— Эм... Пропустите?
Гром выныривает из мыслей. Отступает в сторону, замечая подоспевшую к залу девушку. Она проскакивает мимо, едва не задев его смычком и зажатой под рукой скрипкой, спешит к сцене.
— Может, зайдете? — бросает на ходу. Ее подруги смолкают, смотрят на него, обнаруженного, удивленно. Игорь неловко протискивается на одно из ближайших кресел, кивает подросткам.
— Почему вы репетируете так поздно? — пытается снять неловкость.
— А почему вы под дверью подслушиваете? — прилетает ответка от гитаристки, очевидно, фронтменши. — Вы же вроде ищете кого-то... Я не думала, что меня.
Вся компания прыскает со смеху. Гром сам от улыбки не удерживается.
— Можно я послушаю? — спрашивает Игорь. Девчонки теперь смотрят оценивающе.
— Мы не играем «Любэ» и Газманова, — вступает в разговор скрипачка, как раз настраивающая инструмент. — И «Белые розы» всякие.

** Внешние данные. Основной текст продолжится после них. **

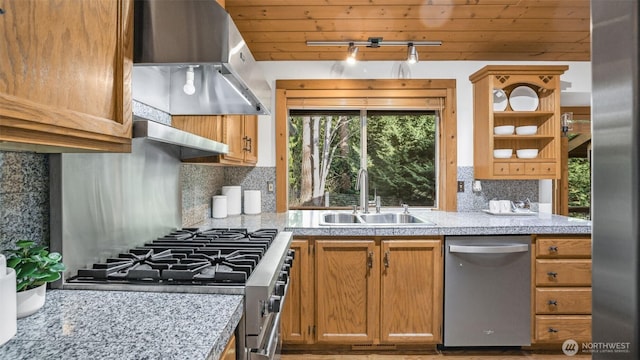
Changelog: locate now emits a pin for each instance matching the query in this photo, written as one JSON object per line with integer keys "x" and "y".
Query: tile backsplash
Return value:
{"x": 200, "y": 183}
{"x": 24, "y": 193}
{"x": 24, "y": 198}
{"x": 515, "y": 190}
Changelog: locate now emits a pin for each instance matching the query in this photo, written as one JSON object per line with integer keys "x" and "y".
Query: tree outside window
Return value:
{"x": 325, "y": 156}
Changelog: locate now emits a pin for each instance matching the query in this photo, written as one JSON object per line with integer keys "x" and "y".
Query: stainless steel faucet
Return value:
{"x": 362, "y": 184}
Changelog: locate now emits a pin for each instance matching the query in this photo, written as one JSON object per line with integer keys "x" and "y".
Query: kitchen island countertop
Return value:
{"x": 81, "y": 324}
{"x": 307, "y": 223}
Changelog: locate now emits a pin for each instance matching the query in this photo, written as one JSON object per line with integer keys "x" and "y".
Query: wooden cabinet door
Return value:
{"x": 250, "y": 138}
{"x": 346, "y": 291}
{"x": 232, "y": 134}
{"x": 297, "y": 315}
{"x": 229, "y": 352}
{"x": 411, "y": 291}
{"x": 65, "y": 75}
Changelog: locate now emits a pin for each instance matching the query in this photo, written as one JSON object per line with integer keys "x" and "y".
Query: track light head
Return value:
{"x": 352, "y": 52}
{"x": 189, "y": 87}
{"x": 412, "y": 54}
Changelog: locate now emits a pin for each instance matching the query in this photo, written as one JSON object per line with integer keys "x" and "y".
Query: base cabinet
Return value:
{"x": 347, "y": 289}
{"x": 297, "y": 315}
{"x": 367, "y": 291}
{"x": 562, "y": 284}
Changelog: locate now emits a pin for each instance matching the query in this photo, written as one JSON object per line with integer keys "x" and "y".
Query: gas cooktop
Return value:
{"x": 211, "y": 257}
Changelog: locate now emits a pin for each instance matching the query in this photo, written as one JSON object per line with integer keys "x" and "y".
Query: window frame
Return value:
{"x": 437, "y": 94}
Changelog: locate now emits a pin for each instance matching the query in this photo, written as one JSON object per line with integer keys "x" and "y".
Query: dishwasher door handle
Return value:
{"x": 489, "y": 249}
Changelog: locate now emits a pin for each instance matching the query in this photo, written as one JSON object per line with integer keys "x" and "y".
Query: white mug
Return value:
{"x": 505, "y": 206}
{"x": 494, "y": 206}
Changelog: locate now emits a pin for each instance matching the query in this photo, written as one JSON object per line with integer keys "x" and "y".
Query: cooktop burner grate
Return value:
{"x": 186, "y": 257}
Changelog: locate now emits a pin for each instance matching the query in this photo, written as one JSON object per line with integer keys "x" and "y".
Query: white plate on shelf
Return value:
{"x": 523, "y": 98}
{"x": 500, "y": 100}
{"x": 512, "y": 213}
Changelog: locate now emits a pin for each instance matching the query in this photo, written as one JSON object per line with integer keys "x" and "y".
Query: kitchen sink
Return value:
{"x": 391, "y": 218}
{"x": 337, "y": 218}
{"x": 340, "y": 218}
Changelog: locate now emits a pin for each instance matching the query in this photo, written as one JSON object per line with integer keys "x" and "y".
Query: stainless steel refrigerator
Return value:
{"x": 615, "y": 178}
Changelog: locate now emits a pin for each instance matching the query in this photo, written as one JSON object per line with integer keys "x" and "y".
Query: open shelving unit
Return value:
{"x": 545, "y": 81}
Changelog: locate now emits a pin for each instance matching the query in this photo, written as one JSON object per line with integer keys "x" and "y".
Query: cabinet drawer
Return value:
{"x": 563, "y": 301}
{"x": 558, "y": 328}
{"x": 569, "y": 272}
{"x": 565, "y": 247}
{"x": 501, "y": 169}
{"x": 539, "y": 169}
{"x": 512, "y": 169}
{"x": 516, "y": 169}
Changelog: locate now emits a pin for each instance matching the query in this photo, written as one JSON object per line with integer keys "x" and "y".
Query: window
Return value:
{"x": 432, "y": 101}
{"x": 326, "y": 152}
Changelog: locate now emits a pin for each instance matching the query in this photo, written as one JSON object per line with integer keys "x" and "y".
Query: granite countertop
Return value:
{"x": 81, "y": 324}
{"x": 307, "y": 222}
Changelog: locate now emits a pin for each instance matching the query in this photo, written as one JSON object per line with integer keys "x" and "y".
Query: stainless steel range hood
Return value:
{"x": 172, "y": 35}
{"x": 190, "y": 145}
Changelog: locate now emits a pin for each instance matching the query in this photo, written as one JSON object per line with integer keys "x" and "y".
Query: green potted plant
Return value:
{"x": 35, "y": 266}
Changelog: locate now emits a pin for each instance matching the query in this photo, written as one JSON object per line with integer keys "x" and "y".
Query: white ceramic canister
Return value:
{"x": 234, "y": 199}
{"x": 219, "y": 206}
{"x": 252, "y": 202}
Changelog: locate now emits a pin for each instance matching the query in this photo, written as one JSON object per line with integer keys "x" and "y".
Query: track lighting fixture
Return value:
{"x": 189, "y": 88}
{"x": 376, "y": 42}
{"x": 352, "y": 52}
{"x": 412, "y": 54}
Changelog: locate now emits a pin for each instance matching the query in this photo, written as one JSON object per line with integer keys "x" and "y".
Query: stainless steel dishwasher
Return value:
{"x": 487, "y": 291}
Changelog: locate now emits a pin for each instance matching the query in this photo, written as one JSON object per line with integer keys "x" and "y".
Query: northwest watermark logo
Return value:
{"x": 570, "y": 347}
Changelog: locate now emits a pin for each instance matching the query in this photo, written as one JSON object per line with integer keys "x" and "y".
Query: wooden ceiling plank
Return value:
{"x": 423, "y": 11}
{"x": 408, "y": 25}
{"x": 426, "y": 56}
{"x": 450, "y": 46}
{"x": 240, "y": 3}
{"x": 253, "y": 37}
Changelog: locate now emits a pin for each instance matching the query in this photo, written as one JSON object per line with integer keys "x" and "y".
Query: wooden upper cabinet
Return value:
{"x": 545, "y": 83}
{"x": 65, "y": 75}
{"x": 239, "y": 132}
{"x": 250, "y": 139}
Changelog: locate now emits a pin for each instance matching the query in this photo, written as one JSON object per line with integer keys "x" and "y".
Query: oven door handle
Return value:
{"x": 489, "y": 249}
{"x": 272, "y": 344}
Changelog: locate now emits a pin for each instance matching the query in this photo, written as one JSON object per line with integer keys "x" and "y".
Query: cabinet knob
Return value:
{"x": 247, "y": 142}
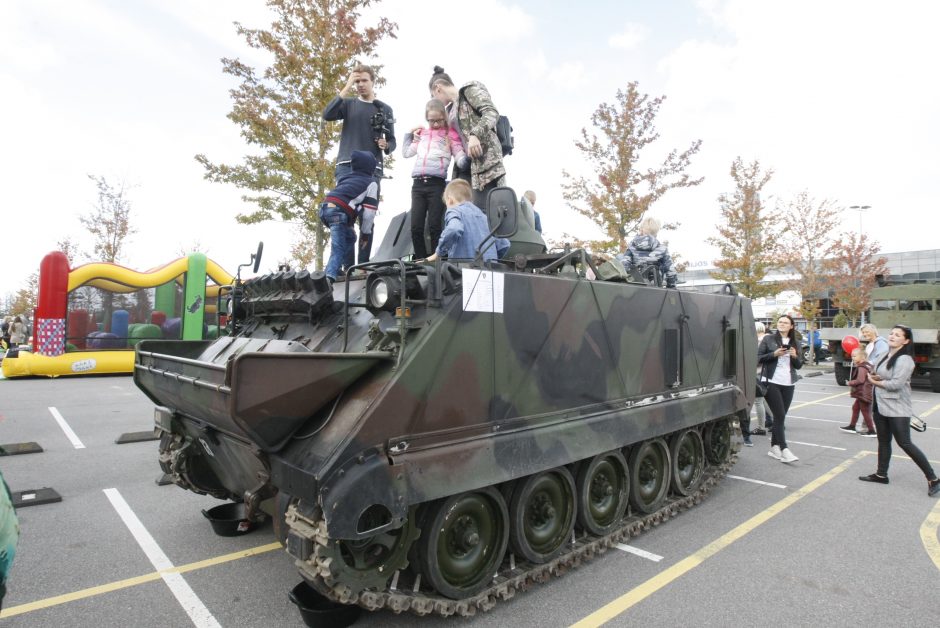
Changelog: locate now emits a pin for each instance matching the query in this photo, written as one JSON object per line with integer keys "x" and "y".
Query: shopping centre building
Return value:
{"x": 909, "y": 266}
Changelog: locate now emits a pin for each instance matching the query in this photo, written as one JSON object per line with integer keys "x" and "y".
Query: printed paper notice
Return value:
{"x": 482, "y": 291}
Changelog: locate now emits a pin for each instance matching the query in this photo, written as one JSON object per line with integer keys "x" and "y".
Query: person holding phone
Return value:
{"x": 779, "y": 355}
{"x": 891, "y": 406}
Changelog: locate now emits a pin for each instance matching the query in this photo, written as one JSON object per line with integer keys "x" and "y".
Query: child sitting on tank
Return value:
{"x": 465, "y": 227}
{"x": 355, "y": 195}
{"x": 646, "y": 250}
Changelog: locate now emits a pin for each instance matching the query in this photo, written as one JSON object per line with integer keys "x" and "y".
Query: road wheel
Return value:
{"x": 649, "y": 475}
{"x": 718, "y": 441}
{"x": 688, "y": 461}
{"x": 463, "y": 541}
{"x": 602, "y": 493}
{"x": 542, "y": 515}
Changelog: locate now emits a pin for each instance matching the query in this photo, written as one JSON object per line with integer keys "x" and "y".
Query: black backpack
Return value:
{"x": 503, "y": 130}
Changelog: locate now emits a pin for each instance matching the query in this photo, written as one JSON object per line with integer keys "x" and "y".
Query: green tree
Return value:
{"x": 747, "y": 235}
{"x": 109, "y": 221}
{"x": 313, "y": 45}
{"x": 852, "y": 267}
{"x": 622, "y": 190}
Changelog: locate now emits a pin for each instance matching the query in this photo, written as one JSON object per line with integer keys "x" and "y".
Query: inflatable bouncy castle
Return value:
{"x": 89, "y": 318}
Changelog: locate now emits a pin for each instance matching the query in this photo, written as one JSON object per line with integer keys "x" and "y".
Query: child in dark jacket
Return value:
{"x": 354, "y": 196}
{"x": 861, "y": 392}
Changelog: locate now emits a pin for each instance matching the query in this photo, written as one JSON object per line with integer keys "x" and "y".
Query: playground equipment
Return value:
{"x": 76, "y": 341}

— Я — что, так плохо выгляжу?
— И песен про ментов у нас нет, — подключается третья. — И про зону.
— С ума сойти, — Игорь выдает максимум иронии. — Про что поете тогда?
— Про любовь, — говорит гитаристка, опустив голову, ковыряясь в струнах — смущается. — Вам такое неинтересно будет.
— Отчего же, — еще весел, но внутри невыносимо. Смех Разумовского-проекции бьет болезненным звоном по ушам. — Я такой же человек, как вы, вроде.
— Вроде, — усмехается себе под нос, поднявшись на сцену. Вскидывает насмешливый взгляд, перехватывая гитару покрепче. — До конца не уверены?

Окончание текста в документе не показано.